March to Disney: Disney Comics News and Wishes

As I covered on this guest post the fears many had about Disney acquiring LucasFilm are likely unfounded based on Disney’s track record with Marvel. One interesting way in which there doesn’t appear to be quite so much synergy is in the comic book handling of traditionally Disney properties. Figment (2014, Disney/Marvel) Marvel has published some Disney titles like Figment, which was an enjoyable and creative series that added dimension to a created-for-a-ride character; and standalone graphic novels like Space Mountain; as well as the reintroduction of Star Wars comics to the Marvel line. However, the traditional Disney comic titles like Mickey Mouse, Donald Duck, Uncle Scrooge, and Walt Disney’s Comics and Stories are coming back this year and not under a proprietary banner or under the Marvel mast but rather with indy publisher IDW (They were last handled by Boom!). Disney Comics do have a subset of fans all their own, and don’t get me wrong: I love the focus here, which will surely please fans:

The new line will launch with April’s Uncle Scrooge No. 1, followed in May with a new Donald Duck series, with Mickey Mouse and Walt Disney Comics and Stories debuting in June and July, respectively. Each of the series will feature reprints of work originated overseas for foreign-language Disney comics, with new covers featuring monthly themes based on areas of Walt Disney resorts, including Adventureland (April), Tomorrowland (May) and Fantasyland (July).

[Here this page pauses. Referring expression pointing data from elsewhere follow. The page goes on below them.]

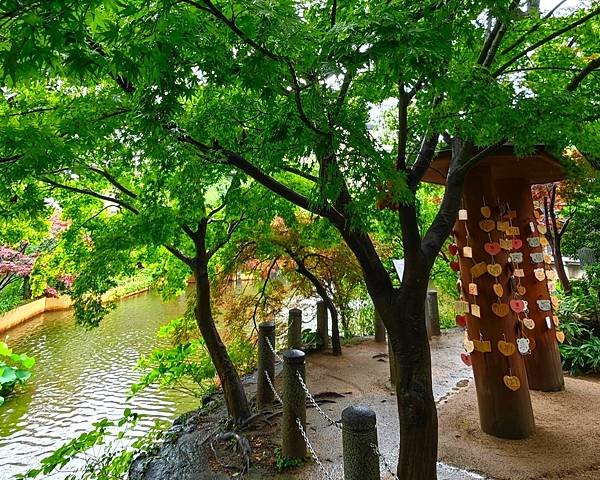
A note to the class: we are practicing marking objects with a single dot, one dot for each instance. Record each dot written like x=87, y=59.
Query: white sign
x=399, y=266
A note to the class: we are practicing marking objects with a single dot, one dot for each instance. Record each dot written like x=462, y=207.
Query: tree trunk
x=26, y=288
x=416, y=406
x=233, y=391
x=336, y=346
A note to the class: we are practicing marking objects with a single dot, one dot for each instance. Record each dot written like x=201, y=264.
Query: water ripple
x=80, y=377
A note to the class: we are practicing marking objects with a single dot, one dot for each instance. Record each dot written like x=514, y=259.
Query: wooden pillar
x=544, y=367
x=503, y=412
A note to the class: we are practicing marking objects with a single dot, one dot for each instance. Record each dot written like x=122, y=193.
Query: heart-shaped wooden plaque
x=529, y=323
x=512, y=382
x=494, y=269
x=493, y=248
x=506, y=348
x=500, y=309
x=517, y=305
x=487, y=225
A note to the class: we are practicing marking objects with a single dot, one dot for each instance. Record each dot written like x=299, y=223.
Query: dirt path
x=566, y=444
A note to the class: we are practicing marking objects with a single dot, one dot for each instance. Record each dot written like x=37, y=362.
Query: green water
x=82, y=376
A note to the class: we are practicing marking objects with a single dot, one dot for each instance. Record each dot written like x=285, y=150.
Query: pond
x=82, y=376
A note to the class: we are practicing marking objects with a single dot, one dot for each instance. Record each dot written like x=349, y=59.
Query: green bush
x=185, y=365
x=11, y=296
x=103, y=450
x=578, y=313
x=15, y=369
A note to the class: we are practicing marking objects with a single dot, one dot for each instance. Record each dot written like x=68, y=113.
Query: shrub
x=579, y=321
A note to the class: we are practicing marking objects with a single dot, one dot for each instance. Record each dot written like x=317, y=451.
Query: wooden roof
x=540, y=167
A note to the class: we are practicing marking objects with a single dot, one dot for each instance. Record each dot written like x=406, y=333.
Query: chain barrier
x=312, y=450
x=314, y=403
x=277, y=397
x=273, y=350
x=384, y=461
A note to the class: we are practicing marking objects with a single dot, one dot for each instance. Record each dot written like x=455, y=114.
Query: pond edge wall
x=29, y=311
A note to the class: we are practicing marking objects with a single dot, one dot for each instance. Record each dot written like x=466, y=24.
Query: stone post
x=322, y=325
x=432, y=314
x=295, y=328
x=392, y=360
x=266, y=365
x=359, y=436
x=294, y=405
x=379, y=329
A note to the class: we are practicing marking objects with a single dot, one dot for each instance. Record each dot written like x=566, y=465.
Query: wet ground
x=361, y=376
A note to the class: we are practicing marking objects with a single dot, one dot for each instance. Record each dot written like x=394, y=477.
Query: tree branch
x=300, y=173
x=91, y=193
x=181, y=256
x=423, y=161
x=547, y=39
x=535, y=27
x=113, y=181
x=577, y=79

One unique thing is that country-by-country indigenous creators have shaped the characters in their homeland, whether they be Disney mainstays or original. An original example would be the extended family that Zé Carioca has amassed in Brazil. However, the THR article touches upon the oddity of this scenario:

The announcement means that Disney’s comic book licenses are currently split between a number of different publishers; IDW has the classic Disney animated characters, while Marvel controls the rights to material based on Disney theme park properties (To date, the company has produced Seekers of the Weird, Figment and Big Thunder Mountain Railroad) and Canadian publisher Joe’s Books publishes titles based on recent animated movies including Frozen and Big Hero 6. As unusual as it may seem, this is actually the second time that IDW has gained comic book rights to a property owned by a corporation that also owns its own comic book publisher; in 2013, the publisher announced that it had gained the comic book license for a number of Cartoon Network properties, despite CN parent Warner Bros. also owning DC Entertainment.

I don’t have the entertainment law or business acumen to discern how or why this works. I know that Fantagraphics has dealt with several properties that are the purview of several other entities for their wonderful editions. I am glad to see these stories debut here, but I also hope this indicates Disney getting more active in proliferating its comics characters. There are several character whom are more prevalent in the comic universe of Disney that need updated treatments. Bucky Bug (Disney) Here are just a few:

Gyro Gearloose Bucky Bug Flintheart Grimgold Gladstone Gander Magica De Spell

and more! Pete's Dragon (1977, Disney) Alternatively, there are also many smaller and/or “lesser” characters in the cinematic realm that could use new life in the comics realm:

Hamish, Hubert and Harris from Brave Roger Rabbit Panchito (Not very prevalent in Mexico) The Rescuers Elliot from Pete’s Dragon The Isle of Naboombu from Bedknobs and Broomsticks

And more! Ultimately, I won’t nitpick business dealings too much. I just hope it does lead to more diversity in the Disney comics universe. And it should almost go without saying that after the success of Big Hero 6 that Baymax and Hiro should be back, correct?